1. Acetylcholinesterase inhibitors (pyridostigmine).
   +/- immune suppression.
   Postural feeding (Bailey’s chair).
2. Guarded.
   - death usually caused by megaoesophagus complications incl. aspiration pneumonia.

Question 19

Dx of of degenerative polyneuropathy.

Answer 19

Rule out metabolic differentials.
Electrodiagnostics - supportive.
Nerve biopsy - often see mild changes.
Genetic testing.
Signs of sciatic nerve defects?
Signs of recurrent laryngeal nerve deficits?
- more obvious as progresses.

Question 20

Px and tx of degenerative polyneuropathy?

Answer 20

Guarded to poor over months/years.
Monitor and assess QoL.
May remain static for a long period.
Supportive tx.
- steroids – important to definitively diagnose as can make worse in some cases of other dz.

Question 21

Idiopathic facial nerve paralysis:
- signalment.
- onset.
- progression.
- symmetry.
- pain.
- tx?

Answer 21

Adult dogs.
Peracute.
Improvement after weeks/months.
Asymmetrical.
Non painful.
Supportive tx.
- tear replacement in cases where tear production is affected.
– to reduce risk of KCS.

Question 21

1. Acute cranial neuropathies.
2. Chronic progressive cranial neuropathies.

Answer 21

1. Idiopathic facial nerve paralysis.
   Idiopathic peripheral vestibular syndrome.
   Idiopathic trigeminal neuritis.
   Otitis media/interna (only one that is not idiopathic).
   Idiopathic Horner syndrome.
2. Nerve sheath tumour.

Question 22

1. Dx of idiopathic peripheral vestibular syndrome.
2. Px of idiopathic peripheral vestibular syndrome.
3. Tx of idiopathic vestibular syndrome?

Answer 22

1. Normal clinical and otological exam.
   MRI and CSF - largely unremarkable.

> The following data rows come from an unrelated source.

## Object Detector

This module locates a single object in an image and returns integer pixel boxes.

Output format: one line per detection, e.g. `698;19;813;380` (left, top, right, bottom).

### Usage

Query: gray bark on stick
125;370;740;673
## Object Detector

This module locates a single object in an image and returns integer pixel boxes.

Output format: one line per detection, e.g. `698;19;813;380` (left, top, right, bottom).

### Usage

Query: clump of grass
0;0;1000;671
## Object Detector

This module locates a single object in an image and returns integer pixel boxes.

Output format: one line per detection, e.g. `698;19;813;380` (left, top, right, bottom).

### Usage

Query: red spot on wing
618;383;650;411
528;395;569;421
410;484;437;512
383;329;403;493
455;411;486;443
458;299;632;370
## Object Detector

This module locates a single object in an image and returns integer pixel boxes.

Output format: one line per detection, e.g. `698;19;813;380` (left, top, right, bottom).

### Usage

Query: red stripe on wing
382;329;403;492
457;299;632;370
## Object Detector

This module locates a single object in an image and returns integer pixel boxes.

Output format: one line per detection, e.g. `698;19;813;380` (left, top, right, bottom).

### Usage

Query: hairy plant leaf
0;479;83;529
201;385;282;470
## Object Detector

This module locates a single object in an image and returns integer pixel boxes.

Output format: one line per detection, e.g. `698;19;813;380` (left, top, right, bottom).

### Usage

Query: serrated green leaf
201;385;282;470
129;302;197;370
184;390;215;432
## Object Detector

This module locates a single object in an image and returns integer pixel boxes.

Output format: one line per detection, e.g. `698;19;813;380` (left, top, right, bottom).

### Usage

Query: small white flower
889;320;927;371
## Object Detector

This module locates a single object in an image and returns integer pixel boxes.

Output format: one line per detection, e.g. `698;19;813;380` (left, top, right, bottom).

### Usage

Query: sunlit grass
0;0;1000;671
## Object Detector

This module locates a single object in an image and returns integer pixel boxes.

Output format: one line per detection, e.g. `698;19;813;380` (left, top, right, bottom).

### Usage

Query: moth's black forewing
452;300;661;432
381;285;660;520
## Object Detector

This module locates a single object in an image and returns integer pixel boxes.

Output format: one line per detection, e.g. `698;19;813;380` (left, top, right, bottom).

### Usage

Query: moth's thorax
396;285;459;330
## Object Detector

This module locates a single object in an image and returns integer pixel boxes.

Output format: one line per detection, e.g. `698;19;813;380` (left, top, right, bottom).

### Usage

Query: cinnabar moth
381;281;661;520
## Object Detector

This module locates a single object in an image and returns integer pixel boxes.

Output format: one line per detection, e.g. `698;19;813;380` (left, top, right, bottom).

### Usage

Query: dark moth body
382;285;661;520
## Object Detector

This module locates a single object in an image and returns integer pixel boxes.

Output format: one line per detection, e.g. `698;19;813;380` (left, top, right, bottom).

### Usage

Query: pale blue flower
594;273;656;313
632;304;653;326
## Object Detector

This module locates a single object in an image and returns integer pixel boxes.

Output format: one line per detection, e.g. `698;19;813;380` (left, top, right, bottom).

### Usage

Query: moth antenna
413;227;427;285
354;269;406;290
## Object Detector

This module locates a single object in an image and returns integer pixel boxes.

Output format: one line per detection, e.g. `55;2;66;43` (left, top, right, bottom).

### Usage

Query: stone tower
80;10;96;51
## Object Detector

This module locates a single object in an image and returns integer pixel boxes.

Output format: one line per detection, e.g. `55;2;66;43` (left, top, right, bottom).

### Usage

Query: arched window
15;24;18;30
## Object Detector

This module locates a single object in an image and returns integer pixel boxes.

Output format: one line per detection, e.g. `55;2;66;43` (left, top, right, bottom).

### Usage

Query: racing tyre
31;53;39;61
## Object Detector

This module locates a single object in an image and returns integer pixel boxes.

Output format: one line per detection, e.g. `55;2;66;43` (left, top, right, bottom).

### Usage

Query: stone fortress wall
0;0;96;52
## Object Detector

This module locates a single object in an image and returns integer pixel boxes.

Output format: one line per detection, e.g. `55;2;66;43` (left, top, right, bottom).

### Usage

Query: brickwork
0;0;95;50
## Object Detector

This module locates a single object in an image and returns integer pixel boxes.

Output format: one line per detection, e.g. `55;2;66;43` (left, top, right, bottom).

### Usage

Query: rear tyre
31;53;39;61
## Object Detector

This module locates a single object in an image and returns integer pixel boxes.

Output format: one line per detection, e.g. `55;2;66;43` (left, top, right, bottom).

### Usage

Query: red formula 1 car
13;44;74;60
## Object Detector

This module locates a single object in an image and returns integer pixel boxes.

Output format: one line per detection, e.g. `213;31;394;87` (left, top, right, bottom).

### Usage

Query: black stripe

Geriatric signalment.
   Localise central or peripheral.
   - peripheral better outcomes.
2. 2/3 resolve.
   Marked improvement over 72hrs.
   Most common differential for peripheral vestibular disease so avoid euthanasia.
3. Supportive.
   NO STEROIDS.

Question 23

1. Idiopathic peripheral vestibular syndrome localisation.
2. Signalment for idiopathic vestibular syndrome?
3. Onset/chronology of idiopathic peripheral vestibular syndrome?
   - progression?
   - symmetry?
   - pain?

Answer 23

1. CN VIII (head tilt, ataxia, nystagmus) +/- CN VII +/- Horner syndrome.
2. Older dogs ++.
3. Peracute.
   - improves in days/weeks.
   - asymmetrical.
   - non painful.

Question 24

Non-idiopathic peripheral vestibular syndrome.

Answer 24

Ddx = otitis media/interna. - otological exam. - +/- MRI/CT/myringotomy. = (neoplasia). = (trauma). In dogs, idiopathic more commonly than otitis. In cats otitis (polyps) more commonly than idiopathic.